Testing Differences in Means

The basic principles of hypothesis testing.

Kris Sankaran true
09-16-2021

Readings 2.4, Rmarkdown

  1. Statistics is about making general conclusions based on specific evidence. One approach is based on hypothesis testing: we have a theory about the general (a null hypothesis), and we want to see whether our specific sample is consistent with that theory. This philosophy is made quantitative by following a standard recipe,
    • Pose a null hypothesis about the world
    • Define a test statistic that should detect departures from that null hypothesis
    • Determine a reference distribution for that test statistic
    • Compute the test statistic on your data, and see if it’s plausibly a draw from your reference distribution

  1. Proceeding in this way, there are a few types of error
Tested rejected Test didn’t reject
Null is true False alarm Correct
Null is false Correct Missed detection
  1. \(p\)-values. “Rejected” or “Not rejected” is only a very coarse description of how the data conforms to a theory. \(p\)-values give a measure of the degree of (im)plausibility of a test statistic under a given null hypothesis. The specific measure of plausibility will depend on the form of the test – we will see a specific example in the next set of notes.

Two Sample t-test

  1. Motivating example: You have two ways of making concrete mortar. Is one stronger than the other? By default, you think they are equally strong. We can denote this (the null hypothesis) by,
\[ H_0: \mu_1 = \mu_2 \]

The alternative hypothesis is that the strengths are not equal,

\[ H_1: \mu_1 \neq \mu_2 \]

  1. Our test statistic for detecting departures from this null will be,

\[ t_0 := \frac{\bar{y}_1 - \bar{y}_2}{S_p \sqrt{\frac{1}{n_1} + \frac{1}{n_2}}} \] where we define the pooled standard deviation by,

\[ S^2_p = \frac{\left(n_1 - 1\right)S_1^2 + \left(n_2 - 1\right)S_2^2}{n_1 + n_2 -2} \] and \(S_1\) and \(S_2\) are the usual standard deviations for each group individually. (consider what happens when \(n_1 = n_2 = n\))

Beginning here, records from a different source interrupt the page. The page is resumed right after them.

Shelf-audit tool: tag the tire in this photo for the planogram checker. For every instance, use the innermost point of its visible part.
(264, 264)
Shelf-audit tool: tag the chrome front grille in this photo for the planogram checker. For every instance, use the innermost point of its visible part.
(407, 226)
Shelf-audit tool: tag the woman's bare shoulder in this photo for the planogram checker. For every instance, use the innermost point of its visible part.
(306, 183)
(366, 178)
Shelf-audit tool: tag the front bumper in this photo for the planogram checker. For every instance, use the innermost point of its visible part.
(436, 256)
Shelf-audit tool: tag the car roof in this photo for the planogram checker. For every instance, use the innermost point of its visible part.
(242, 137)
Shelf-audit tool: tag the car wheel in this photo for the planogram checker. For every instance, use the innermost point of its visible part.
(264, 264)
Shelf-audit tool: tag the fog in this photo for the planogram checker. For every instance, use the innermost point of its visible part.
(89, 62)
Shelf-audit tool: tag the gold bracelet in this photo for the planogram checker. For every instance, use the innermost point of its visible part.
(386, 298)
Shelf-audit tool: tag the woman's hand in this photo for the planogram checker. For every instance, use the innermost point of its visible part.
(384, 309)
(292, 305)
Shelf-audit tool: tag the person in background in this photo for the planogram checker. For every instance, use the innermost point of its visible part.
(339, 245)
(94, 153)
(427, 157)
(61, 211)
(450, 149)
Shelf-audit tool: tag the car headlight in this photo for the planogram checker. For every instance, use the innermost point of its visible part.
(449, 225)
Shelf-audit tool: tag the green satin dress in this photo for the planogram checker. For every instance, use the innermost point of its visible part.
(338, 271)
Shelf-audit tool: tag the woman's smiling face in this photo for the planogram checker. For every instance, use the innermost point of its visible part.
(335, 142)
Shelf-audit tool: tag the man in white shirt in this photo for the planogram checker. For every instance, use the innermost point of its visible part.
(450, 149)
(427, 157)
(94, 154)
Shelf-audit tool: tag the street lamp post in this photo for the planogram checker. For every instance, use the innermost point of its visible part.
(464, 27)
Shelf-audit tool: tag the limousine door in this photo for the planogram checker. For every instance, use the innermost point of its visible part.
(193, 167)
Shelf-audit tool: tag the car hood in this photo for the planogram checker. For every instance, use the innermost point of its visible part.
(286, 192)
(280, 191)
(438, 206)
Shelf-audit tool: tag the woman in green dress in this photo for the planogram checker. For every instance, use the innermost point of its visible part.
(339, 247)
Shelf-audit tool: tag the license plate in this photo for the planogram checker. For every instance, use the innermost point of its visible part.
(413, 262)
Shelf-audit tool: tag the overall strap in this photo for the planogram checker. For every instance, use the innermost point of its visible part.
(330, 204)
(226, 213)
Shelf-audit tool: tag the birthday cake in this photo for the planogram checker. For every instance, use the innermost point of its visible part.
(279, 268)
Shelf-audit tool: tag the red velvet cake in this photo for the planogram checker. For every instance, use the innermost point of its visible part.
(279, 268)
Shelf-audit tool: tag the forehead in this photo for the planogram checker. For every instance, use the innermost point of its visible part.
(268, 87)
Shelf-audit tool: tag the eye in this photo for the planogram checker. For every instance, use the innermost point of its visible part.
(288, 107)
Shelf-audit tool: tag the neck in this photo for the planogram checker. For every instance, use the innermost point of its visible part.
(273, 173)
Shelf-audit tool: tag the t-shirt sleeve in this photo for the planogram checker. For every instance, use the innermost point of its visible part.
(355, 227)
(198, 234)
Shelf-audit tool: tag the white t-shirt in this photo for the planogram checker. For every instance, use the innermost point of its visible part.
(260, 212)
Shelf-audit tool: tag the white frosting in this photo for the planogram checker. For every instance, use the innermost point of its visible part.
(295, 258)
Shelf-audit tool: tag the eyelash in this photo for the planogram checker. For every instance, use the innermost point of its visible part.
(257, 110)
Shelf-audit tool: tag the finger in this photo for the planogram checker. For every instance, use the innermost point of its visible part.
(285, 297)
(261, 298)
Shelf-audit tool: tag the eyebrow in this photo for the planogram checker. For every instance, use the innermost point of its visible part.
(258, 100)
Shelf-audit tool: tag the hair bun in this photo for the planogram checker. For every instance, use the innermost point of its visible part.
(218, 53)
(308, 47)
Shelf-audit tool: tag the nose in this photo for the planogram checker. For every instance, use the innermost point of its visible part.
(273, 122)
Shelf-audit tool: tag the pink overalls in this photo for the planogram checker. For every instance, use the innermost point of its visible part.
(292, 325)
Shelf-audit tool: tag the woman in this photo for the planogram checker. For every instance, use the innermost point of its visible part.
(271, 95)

  1. Under the null hypothesis, this is a ratio between a standard normal and chi-square, so \(t_0\) is \(t\)-distributed with \(n_1 + n_2 - 2\) d.f. This gives reference distribution under the null.

Confidence intervals

  1. Instead of thinking we know the mean and trying to reject it, why don’t we try to directly estimate it (with an error bar)? A 95% confidence interval is an interval \([L, U]\) satisfying,

\[ \mathbf{P}\left(\theta \in \left[L, U\right]\right) = 0.95 \]

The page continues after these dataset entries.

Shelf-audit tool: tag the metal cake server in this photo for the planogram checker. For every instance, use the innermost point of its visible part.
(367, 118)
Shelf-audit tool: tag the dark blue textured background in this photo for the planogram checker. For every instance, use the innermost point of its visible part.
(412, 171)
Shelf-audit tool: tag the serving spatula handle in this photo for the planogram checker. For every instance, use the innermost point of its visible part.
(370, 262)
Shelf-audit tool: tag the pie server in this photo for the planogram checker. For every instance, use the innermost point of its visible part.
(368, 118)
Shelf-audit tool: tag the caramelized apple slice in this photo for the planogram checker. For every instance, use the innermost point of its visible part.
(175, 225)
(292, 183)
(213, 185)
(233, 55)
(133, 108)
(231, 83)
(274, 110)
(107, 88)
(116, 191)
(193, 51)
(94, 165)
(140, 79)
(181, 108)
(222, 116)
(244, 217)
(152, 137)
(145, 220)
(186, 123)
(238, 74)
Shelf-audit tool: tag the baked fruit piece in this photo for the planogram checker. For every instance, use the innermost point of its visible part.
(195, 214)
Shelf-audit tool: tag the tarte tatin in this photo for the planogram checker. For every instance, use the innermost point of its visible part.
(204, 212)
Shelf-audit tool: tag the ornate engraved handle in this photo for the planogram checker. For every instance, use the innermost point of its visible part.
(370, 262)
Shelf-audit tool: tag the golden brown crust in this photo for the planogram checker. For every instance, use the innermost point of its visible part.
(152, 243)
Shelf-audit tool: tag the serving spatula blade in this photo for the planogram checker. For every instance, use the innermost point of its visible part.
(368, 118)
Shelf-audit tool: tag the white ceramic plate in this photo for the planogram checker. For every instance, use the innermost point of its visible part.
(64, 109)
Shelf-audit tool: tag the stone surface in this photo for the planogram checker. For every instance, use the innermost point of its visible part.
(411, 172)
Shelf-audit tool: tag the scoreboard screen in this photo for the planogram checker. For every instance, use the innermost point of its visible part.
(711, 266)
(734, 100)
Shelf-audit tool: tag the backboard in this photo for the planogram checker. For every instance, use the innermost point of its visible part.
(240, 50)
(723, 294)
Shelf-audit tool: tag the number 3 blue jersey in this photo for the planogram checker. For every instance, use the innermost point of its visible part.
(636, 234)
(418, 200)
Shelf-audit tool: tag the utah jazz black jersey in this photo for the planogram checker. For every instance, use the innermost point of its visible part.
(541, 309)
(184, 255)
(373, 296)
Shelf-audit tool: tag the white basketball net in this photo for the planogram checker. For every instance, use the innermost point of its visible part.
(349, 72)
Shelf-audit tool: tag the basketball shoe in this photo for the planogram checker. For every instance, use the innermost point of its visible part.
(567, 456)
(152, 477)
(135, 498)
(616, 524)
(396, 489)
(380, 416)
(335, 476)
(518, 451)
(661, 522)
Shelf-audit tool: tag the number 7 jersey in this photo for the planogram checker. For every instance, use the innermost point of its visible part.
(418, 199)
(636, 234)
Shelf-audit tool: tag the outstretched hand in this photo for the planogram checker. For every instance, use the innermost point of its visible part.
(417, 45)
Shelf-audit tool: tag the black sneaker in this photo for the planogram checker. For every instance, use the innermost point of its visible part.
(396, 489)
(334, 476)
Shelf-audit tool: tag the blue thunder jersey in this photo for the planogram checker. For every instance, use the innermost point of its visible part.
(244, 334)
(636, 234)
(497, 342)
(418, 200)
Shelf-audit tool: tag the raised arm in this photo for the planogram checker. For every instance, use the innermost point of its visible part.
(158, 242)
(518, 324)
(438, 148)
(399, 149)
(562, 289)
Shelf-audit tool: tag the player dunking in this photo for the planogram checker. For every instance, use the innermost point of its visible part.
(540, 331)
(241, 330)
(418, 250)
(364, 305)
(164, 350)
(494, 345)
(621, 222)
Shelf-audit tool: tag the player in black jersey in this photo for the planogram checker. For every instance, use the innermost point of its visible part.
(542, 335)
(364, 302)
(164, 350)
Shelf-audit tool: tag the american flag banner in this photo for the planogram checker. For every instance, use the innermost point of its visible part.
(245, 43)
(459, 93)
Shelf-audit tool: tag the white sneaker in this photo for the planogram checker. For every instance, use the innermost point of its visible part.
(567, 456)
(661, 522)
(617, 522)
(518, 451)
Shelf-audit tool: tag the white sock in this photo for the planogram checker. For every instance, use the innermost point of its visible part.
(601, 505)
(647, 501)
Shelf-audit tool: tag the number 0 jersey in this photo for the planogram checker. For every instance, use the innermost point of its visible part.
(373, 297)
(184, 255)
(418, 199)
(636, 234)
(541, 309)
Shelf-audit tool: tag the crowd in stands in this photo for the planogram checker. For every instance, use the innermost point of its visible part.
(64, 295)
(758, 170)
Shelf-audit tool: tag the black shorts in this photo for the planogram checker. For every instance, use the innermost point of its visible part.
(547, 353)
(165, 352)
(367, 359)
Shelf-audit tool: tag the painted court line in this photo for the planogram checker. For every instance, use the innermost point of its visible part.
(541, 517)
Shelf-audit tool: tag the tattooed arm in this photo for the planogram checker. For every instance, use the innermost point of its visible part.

  1. The randomness here is in \(L\) and \(U\). If we were being more formal, we would write those as functions of the (random) sample,

\[ \left[L\left(y_1, \dots, y_n\right), U\left(y_1, \dots, y_n\right)\right] \]

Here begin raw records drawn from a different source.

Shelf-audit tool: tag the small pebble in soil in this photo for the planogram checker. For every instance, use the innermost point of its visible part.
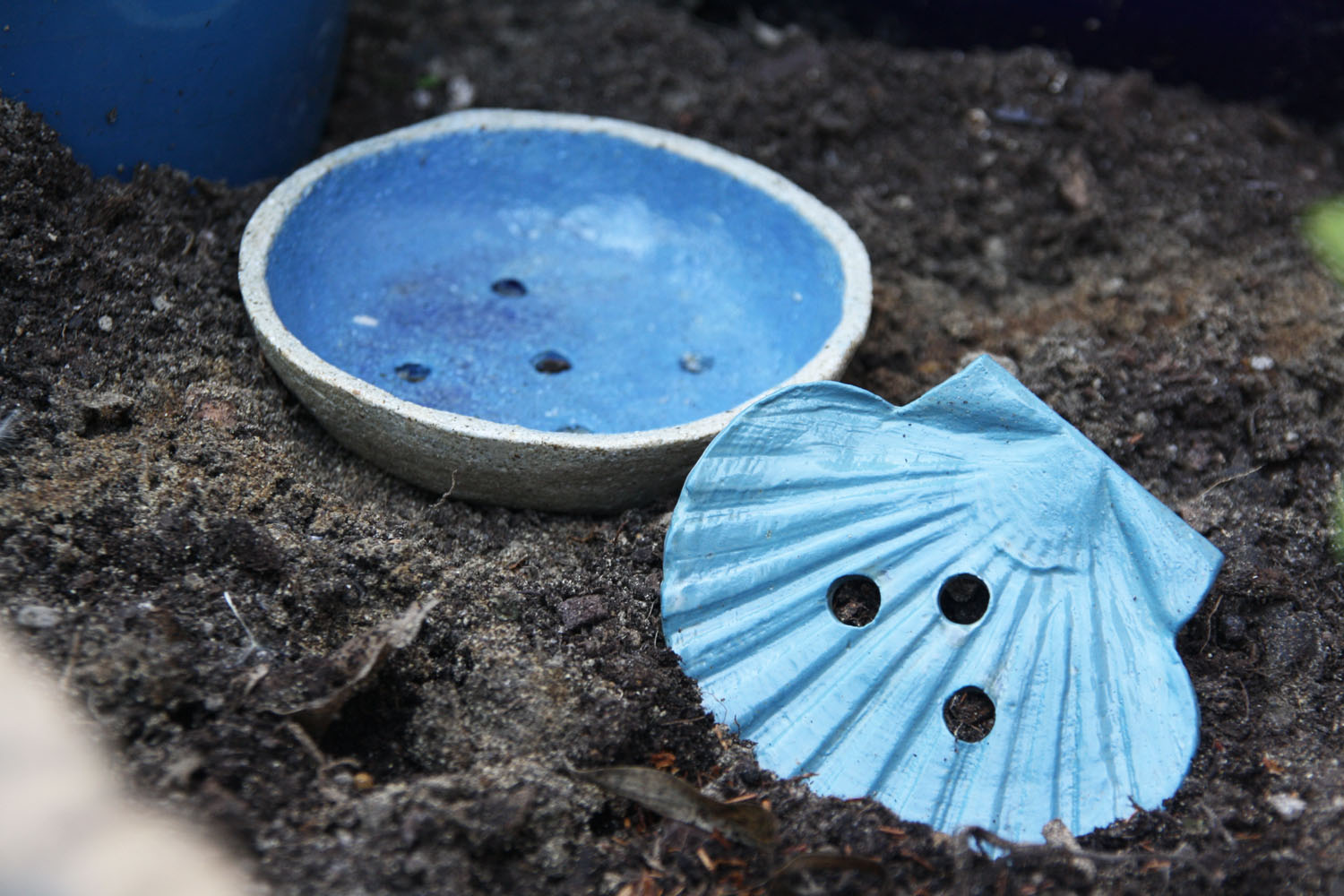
(1288, 806)
(1231, 627)
(583, 610)
(34, 616)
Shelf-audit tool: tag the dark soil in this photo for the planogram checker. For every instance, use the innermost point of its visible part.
(1132, 249)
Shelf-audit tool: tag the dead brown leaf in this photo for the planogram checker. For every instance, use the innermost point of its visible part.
(679, 801)
(314, 691)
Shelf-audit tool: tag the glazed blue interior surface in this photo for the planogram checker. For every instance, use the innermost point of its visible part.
(554, 280)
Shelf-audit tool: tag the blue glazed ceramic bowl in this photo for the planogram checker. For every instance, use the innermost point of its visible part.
(543, 309)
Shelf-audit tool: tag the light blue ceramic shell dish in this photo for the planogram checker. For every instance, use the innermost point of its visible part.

  1. To construct one for the two sample test, recall that, based on the \(t\)-distribution characterization from the probability-review lecture,

\[ P\left(\frac{\left(\bar{y}_1 - \bar{y}_2\right) - \left(\mu_1 - \mu_2\right)}{S_p\sqrt{\frac{2}{n}}} \in \left[t_{0.025, 2\left(n - 1\right)}, t_{0.975, 2\left(n - 1\right)}\right] \right) = 0.95 \]

To simplify the algebra, let

\[ T\left(y\right) := \bar{y}_1 - \bar{y}_2 \\ \theta := \mu_1 - \mu_2 \\ \hat{\sigma} := S_p\sqrt{\frac{2}{n}} \\ t_{0.025, 2\left(n - 1\right)} := t_{\text{left}} \\ t_{0.975, 2\left(n - 1\right)} := t_{\text{right}} \] so that the above expression reduces to,

\[ \mathbf{P}\left(\frac{T\left(y\right) - \theta}{\hat{\sigma}} \in \left[t_{\text{left}}, t_{\text{right}}\right]\right) = 0.95 \]

  1. Now, if we rearrange terms, we find

\[ \mathbf{P}\left(\theta \in \left[T\left(y\right) - \hat{\sigma}t_{\text{right}}, T\left(y\right) - \hat{\sigma}t_{\text{left}}\right]\right) = 0.95 \] We can use the fact that \(t_{\text{left}} = -t_{\text{right}}\) to simplify the expression further to

\[ \mathbf{P}\left(\theta \in \left[T\left(y\right) - \hat{\sigma}t_{\text{right}}, T\left(y\right) + \hat{\sigma}t_{\text{right}}\right]\right) = 0.95 \] This is exactly the property that a confidence interval has to satisfy. Plugging in the original expressions gives the confidence interval for the difference in means, assuming shared variance.